Mahathir’s China visit boasts immense potential

By Ei Sun Oh Source:Global Times Published: 2018/8/16 20:18:40

Illustration: Liu Rui/GT



When Malaysia's new Prime Minister Dr. Mahathir Mohamad first visited China, it was during his stint as the trade and industry minister. What he saw was a China full of potential as the Cultural Revolution had just ended, bracing for the imminent reform and opening-up. Having spent his formative years during the eve of Malaya's independence from British rule, Mahathir was much influenced by the progressive spirit of the time, with the principles of peaceful coexistence enshrined in the Bandung declaration (to which China was a drafting party) and solidarity among newly independent, developing countries forming the core of his foreign policy beliefs.

During his first term as prime minister in the 1980s and 1990s, both China and Malaysia underwent rapid industrialization, not the least with the help of massive foreign direct investment (FDI). Although Malaysia was the first member state of ASEAN to have established diplomatic relations with China, even earlier than the US, substantive Sino-Malaysian ties could be said to have truly blossomed during the Mahathir years.

Despite ideological differences during the Cold War, Mahathir considered China to be a fellow developing country with which close trading and investment ties should be woven, and common voice of aspiration should resonate together on the world stage.

He visited China almost every other year then, and encouraged Malaysian businessmen to invest heavily in China during the early years of China's reform and opening-up process. The gleaming Shangri-La Hotels found in most major cities in China were shining testimonies to the camaraderie between the two developing countries, as role models for the concept of "prosper thy neighbor."

As years passed by, and even after Mahathir stepped down for the first time, the trade links between China and Malaysia boomed to such an extent that Sino-Malaysian trade volume is now almost twice that between Russia and China, with the latter two being contiguous superpowers.

China is Malaysia's largest trading partner, and Malaysia is similarly often China's largest ASEAN trading partner. The two countries even signed on to become comprehensive strategic partners in recent years.

As China grew its economy to be the world's second largest, and under the aegis of the Belt and Road initiative, Chinese businesses, be they State-owned enterprises or private conglomerates, decided to go offshore to countries in the region.  Many of these businesses went to a friendly Malaysia, and typically engaged in undertaking massive infrastructural projects such as building ports, railways and pipelines, and also property development.

This is a development model that Chinese businesses are familiar with, as the modern Chinese saying goes, "building roads leads to prosperity." Many of these Chinese businesses are enthusiastic about replicating this model elsewhere so that the benefits might spread to other regions of the world.

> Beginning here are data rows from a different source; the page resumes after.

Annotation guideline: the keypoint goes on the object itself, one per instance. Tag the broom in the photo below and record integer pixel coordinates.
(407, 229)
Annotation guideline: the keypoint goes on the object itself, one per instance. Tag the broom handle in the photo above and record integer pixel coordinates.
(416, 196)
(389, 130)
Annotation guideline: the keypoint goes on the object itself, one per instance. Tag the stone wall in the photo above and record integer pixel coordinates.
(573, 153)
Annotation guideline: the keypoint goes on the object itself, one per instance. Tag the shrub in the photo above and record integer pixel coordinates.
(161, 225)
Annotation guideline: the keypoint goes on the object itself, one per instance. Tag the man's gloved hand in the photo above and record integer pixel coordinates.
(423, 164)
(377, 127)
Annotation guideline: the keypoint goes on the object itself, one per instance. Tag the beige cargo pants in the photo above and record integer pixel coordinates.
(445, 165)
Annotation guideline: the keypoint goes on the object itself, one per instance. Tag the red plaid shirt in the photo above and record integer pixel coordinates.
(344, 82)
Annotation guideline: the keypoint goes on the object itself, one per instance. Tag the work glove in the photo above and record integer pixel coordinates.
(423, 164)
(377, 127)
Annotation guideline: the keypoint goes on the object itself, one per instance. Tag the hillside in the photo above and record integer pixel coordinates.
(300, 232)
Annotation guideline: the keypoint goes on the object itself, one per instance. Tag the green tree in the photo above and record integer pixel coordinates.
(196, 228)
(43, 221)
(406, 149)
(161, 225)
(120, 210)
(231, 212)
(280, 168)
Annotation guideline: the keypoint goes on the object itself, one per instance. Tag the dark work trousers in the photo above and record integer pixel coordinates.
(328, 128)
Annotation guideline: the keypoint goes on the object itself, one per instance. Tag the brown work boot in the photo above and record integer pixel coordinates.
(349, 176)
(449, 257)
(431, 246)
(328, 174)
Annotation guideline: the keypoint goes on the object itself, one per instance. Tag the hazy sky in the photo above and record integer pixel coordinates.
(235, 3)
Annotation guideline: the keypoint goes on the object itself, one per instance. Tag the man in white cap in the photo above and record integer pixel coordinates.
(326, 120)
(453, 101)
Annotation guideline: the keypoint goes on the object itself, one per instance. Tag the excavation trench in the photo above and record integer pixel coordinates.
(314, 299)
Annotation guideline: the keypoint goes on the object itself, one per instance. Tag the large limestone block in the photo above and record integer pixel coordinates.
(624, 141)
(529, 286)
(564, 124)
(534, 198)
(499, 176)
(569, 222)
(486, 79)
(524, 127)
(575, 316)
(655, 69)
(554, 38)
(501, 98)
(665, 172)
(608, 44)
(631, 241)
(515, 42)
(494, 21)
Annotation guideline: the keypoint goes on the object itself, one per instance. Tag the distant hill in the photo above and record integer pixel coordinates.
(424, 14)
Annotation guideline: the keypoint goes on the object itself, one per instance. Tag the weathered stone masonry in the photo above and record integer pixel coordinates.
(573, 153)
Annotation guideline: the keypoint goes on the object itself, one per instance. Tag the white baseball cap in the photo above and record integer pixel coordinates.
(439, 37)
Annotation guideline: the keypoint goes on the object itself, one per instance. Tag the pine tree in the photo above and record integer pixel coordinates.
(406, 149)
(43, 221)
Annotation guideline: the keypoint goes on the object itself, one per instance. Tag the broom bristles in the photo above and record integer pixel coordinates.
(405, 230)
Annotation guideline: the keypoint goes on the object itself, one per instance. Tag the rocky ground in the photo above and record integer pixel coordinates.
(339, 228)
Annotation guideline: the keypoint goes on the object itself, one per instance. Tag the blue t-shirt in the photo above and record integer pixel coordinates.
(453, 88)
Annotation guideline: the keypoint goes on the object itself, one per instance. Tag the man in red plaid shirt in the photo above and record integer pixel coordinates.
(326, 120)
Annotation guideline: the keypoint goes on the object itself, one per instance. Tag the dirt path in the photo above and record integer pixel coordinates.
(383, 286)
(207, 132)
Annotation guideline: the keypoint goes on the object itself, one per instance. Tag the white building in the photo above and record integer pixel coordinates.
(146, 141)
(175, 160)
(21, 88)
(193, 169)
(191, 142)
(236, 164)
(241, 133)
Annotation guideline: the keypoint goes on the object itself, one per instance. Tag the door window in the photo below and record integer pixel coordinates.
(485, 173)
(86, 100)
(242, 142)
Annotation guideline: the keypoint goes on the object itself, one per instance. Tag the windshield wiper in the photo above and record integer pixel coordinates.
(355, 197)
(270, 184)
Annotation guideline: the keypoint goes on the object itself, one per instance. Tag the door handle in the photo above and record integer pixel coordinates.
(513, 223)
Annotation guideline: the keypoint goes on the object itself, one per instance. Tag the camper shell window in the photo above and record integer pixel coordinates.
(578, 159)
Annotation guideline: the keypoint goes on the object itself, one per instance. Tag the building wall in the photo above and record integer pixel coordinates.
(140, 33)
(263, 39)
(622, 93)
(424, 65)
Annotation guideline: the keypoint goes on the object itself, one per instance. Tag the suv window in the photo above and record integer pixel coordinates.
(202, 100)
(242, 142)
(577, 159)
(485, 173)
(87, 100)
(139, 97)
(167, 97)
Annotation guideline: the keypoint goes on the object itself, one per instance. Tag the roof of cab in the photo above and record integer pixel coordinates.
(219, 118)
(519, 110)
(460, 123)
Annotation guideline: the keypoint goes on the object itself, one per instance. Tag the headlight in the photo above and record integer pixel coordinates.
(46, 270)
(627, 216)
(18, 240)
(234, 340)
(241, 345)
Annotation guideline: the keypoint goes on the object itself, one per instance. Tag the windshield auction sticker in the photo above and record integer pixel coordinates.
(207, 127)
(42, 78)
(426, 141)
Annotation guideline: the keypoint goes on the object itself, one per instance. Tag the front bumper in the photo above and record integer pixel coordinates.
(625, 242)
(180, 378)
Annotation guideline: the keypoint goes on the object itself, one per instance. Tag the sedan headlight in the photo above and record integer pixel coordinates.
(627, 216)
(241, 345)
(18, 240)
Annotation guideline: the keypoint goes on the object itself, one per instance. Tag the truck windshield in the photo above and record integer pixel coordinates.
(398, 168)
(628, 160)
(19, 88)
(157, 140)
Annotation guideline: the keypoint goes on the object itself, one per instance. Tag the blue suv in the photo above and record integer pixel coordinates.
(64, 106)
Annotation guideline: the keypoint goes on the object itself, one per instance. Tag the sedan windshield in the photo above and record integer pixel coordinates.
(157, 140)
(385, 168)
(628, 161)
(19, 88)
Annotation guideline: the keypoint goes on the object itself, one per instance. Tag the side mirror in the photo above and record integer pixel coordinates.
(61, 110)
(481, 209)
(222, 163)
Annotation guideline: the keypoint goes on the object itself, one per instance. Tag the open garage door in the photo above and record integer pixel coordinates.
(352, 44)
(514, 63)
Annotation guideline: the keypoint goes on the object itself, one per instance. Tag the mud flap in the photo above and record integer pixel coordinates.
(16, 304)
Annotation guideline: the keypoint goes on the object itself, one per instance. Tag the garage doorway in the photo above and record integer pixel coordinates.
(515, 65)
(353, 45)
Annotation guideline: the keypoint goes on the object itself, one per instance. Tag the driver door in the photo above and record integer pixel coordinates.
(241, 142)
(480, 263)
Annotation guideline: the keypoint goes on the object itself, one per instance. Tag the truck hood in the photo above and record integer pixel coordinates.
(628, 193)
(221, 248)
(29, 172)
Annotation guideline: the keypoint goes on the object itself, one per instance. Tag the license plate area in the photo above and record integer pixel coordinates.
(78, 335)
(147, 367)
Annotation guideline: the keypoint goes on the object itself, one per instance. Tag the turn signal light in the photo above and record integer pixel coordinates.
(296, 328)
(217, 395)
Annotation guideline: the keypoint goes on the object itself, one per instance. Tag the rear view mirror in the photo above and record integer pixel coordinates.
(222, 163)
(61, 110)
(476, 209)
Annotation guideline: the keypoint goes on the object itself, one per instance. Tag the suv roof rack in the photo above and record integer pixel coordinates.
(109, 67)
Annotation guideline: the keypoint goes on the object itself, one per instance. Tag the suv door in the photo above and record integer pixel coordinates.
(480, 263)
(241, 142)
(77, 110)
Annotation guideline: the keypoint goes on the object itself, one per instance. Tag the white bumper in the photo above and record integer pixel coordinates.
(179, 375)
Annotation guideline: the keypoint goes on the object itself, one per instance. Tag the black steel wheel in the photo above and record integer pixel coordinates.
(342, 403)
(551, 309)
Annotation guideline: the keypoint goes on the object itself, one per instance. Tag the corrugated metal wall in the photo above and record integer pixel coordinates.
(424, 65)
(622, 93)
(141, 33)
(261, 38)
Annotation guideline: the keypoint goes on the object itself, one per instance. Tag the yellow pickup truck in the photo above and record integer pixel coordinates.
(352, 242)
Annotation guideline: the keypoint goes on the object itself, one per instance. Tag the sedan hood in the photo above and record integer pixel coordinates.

But that appears not to be the development model familiar to Mahathir. During his former years in power, he was more attuned to the more traditional FDI model in which foreign businesses would invest in developing countries, typically setting up factories or regional headquarters, employing many local employees, and enabling a degree of technological transfer. It was also the model that has worked for Malaysia.

That is why Mahathir warmly welcomed Jack Ma to Malaysia again, for Alibaba would set up its regional logistics hub in Malaysia, not only creating many jobs, but empowering Malaysian small and medium enterprises to take advantage of its massive online trading platforms to sell local goods and services to China and beyond.

As Mahathir came to power in Malaysia again after a May watershed election, his government delayed or put on hold some massive infrastructural projects undertaken by Chinese businesses. It did not do it out of any spite against China, but because the government could no longer afford to continue with these projects. Mahathir would never hold any grudge against China. During his upcoming official visit to China, both countries should iron out their different models of investment.

As protectionism is on the rise and free trade is increasingly being relegated to the back seat, it is equally important for Malaysia and China to reaffirm their close trade ties.